I cant get VLLM to work with cuda no matter what i do.

Running on a 5080 mobile. Installed everything on a new virtual environment, python 3.10.

I have tried running qwen 8b and 0.6b fp8 (with quantization set as fp8). It takes a long time to load and hangs

When I try 14b-awq (quantization = "awq_marlin") it fails with this error:


Fetching 12 files: 100%|██████████| 12/12 [00:00<00:00, 1685.81it/s]

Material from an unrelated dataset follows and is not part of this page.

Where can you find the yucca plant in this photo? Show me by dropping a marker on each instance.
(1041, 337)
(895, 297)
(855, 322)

INFO 06-27 17:49:21 [config.py:823] This model supports multiple tasks: {'score', 'reward', 'classify', 'embed', 'generate'}. Defaulting to 'generate'.

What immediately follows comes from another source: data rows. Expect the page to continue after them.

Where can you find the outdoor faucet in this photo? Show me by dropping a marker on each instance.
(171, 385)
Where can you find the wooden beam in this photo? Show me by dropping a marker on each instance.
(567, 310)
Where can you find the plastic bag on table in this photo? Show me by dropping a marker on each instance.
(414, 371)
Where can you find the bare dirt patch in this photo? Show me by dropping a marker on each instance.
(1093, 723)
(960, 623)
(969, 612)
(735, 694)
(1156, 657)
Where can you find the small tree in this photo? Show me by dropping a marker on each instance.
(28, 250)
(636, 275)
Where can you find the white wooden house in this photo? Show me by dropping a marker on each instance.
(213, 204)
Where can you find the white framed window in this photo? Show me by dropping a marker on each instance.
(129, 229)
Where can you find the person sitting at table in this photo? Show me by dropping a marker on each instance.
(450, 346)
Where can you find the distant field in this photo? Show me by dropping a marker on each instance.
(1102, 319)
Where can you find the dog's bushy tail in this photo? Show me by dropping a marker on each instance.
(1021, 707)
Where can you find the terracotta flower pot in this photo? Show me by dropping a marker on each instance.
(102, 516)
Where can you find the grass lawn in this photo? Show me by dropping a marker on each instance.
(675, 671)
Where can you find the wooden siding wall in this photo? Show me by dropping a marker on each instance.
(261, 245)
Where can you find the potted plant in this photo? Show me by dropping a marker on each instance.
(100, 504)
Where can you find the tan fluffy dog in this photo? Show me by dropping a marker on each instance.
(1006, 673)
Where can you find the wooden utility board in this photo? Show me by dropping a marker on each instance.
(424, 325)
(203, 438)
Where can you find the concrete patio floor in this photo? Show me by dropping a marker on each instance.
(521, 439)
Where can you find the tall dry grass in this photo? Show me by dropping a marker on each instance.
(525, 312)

WARNING 06-27 17:49:21 [config.py:3271] Casting torch.float16 to torch.bfloat16.
INFO 06-27 17:49:23 [awq_marlin.py:116] The model is convertible to awq_marlin during runtime. Using awq_marlin kernel.

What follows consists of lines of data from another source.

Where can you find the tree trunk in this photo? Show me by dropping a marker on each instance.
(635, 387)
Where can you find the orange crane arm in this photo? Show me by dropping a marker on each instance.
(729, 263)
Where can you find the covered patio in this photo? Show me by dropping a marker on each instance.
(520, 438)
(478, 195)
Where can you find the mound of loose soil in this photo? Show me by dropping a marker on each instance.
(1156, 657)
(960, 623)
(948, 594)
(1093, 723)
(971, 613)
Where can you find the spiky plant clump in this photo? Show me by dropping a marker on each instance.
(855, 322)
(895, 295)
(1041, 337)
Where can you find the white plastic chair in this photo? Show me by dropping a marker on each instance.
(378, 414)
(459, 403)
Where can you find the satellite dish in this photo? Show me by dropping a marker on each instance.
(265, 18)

WARNING 06-27 17:49:23 [cuda.py:91] To see benefits of async output processing, enable CUDA graph. Since, enforce-eager is enabled, async output processor cannot be used
INFO 06-27 17:49:23 [llm_engine.py:230] Initializing a V0 LLM engine (v0.9.1) with config: model='/home/tomwright/PycharmProjects/vllm_0.9_torch/models/Qwen_Qwen3-14B-AWQ_local', speculative_config=None, tokenizer='/home/tomwright/PycharmProjects/vllm_0.9_torch/models/Qwen_Qwen3-14B-AWQ_local', skip_tokenizer_init=False, tokenizer_mode=auto, revision=None, override_neuron_config={}, tokenizer_revision=None, trust_remote_code=False, dtype=torch.bfloat16, max_seq_len=2056, download_dir=None, load_format=LoadFormat.AUTO, tensor_parallel_size=1, pipeline_parallel_size=1, disable_custom_all_reduce=False, quantization=awq_marlin, enforce_eager=True, kv_cache_dtype=auto,  device_config=cuda, decoding_config=DecodingConfig(backend='auto', disable_fallback=False, disable_any_whitespace=False, disable_additional_properties=False, reasoning_backend=''), observability_config=ObservabilityConfig(show_hidden_metrics_for_version=None, otlp_traces_endpoint=None, collect_detailed_traces=None), seed=None, served_model_name=/home/tomwright/PycharmProjects/vllm_0.9_torch/models/Qwen_Qwen3-14B-AWQ_local, num_scheduler_steps=1, multi_step_stream_outputs=True, enable_prefix_caching=None, chunked_prefill_enabled=False, use_async_output_proc=False, pooler_config=None, compilation_config={"level":0,"debug_dump_path":"","cache_dir":"","backend":"","custom_ops":[],"splitting_ops":[],"use_inductor":true,"compile_sizes":[],"inductor_compile_config":{"enable_auto_functionalized_v2":false},"inductor_passes":{},"use_cudagraph":true,"cudagraph_num_of_warmups":0,"cudagraph_capture_sizes":[],"cudagraph_copy_inputs":false,"full_cuda_graph":false,"max_capture_size":0,"local_cache_dir":null}, use_cached_outputs=False, 
WARNING 06-27 17:49:24 [interface.py:376] Using 'pin_memory=False' as WSL is detected. This may slow down the performance.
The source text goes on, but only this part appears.